Penulis: Efinda Putri N Susanto, M.Sc. | Intelektual Muda dan Aktivis Muslimah
RADARINDONESIANEWS.COM, JAKARTA– Filisida kembali mucul dan menggemparkan publik beberapa waktu ke belakang ini. Publik dikejutkan dengan kasus pembunuhan empat anak di Jagakarsa, Jakarta Selatan, pada Rabu (06/12). Empat anak berusia 6, 4, 3 dan 1 tahun seperti ditulis bbc.com (11/12/23) ditemukan berjejer dan terbujur kaku di kasur salah satu kamar pada pukul 14.50 WIB menurut laporan dari Kepala Satuan (Kasat) Reskrim Polres Metro Jakarta Selatan, Ajun Komisaris Besar Bintoro. Mereka dihabisi oleh ayahnya, yakni Panca (41) yang dilaporkan ditemukan di kamar mandi rumah kontrakan tersebut dengan kondisi kedua pergelangan tangan penuh luka dan mengeluarkan darah.

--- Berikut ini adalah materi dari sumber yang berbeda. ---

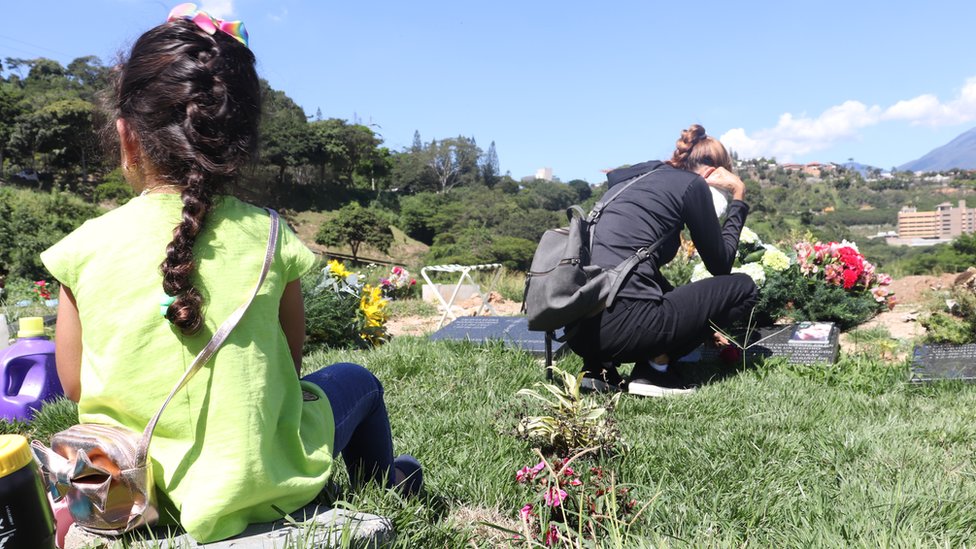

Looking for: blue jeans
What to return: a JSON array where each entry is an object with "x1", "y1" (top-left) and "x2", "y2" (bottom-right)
[{"x1": 301, "y1": 363, "x2": 394, "y2": 488}]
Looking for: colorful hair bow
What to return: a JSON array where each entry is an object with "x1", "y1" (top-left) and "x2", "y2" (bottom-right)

Laman cnnindonesia.com menulis bahwa yang menjadi motif ayah bunuh empat anak di Jagakarsa karena cemburu. Dugaan ini diperkuat dengan adanya bukti berupa pesan ‘Puas Bunda Tx For All’ yang ditulis dengan darahnya sendiri ditemukan di lantai rumah lokasi pembunuhan. Selain itu, laman republika.co.id (15/12/23) mengungkap pesan yang ditulis di handphone dan laptop tersangka yang mengungkap rasa kecemburuannya kepada istrinya.
Berdasarkan review jurnal yang ditulis oleh Dr. Sarah G. West, MD dengan judul An Overview of Filicide (2007), filisida sendiri merupakan pembunuhan terhadap seorang anak yang mengacu pada usia hingga 18 tahun, hal ini bisa dilakukan oleh orang tua kandung atau figur yang dianggap sebagai orang tua, seperti wali atau orang tua tirinya.

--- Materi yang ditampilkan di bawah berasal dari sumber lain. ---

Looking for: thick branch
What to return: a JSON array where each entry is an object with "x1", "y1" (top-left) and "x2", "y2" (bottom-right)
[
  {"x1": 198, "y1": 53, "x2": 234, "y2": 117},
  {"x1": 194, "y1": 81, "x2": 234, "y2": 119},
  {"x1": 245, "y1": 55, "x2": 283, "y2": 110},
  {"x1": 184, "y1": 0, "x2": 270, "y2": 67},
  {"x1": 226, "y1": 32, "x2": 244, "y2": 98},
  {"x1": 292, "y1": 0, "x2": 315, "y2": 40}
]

Selang beberapa hari dari kasus di Jagakarsa tepatnya pada tanggal 12 Desember terjadi pula tragedi yang tak kalah menggemparkan dan memilukan publik. Satu keluarga di Malang diduga melakukan bunuh diri dikarenakan terjerat hutang.
Berdasarkan informasi yang ditulis antaranews.com (13/12/2023), terdapat tiga yakni seorang suami berinisial WE (43) yang berprofesi sebagai guru, istri berinisial S (40) dan anak ARE (12).
Kompas.com (14/12/23) mengungkap, terdapat wasiat yang ditinggalkan kepada anak yang ditinggalkan di TKP (Tempat Kejadian Perkara) berupa tulisan di kaca dengan spidol hitam “Kakak jaga diri, papa, mama, adik pergi dulu, nurut uti, kung, tante, dan om, uang papa mama untuk pemakaman jadi satu. Love you kakak.”.
Mirisnya dan semakin miris. Kasus serupa terjadi sebagaimana ditulis kompas.com (14/12/23), pada tanggal 13 Desember seorang ayah berinisial U (43) tega menganiaya anaknya berinisial A (11) hingga tewas. Gegara ditegur oleh salah seorang tetangga karena tidak sengaja melindas kaki anaknya ketika A bersepeda.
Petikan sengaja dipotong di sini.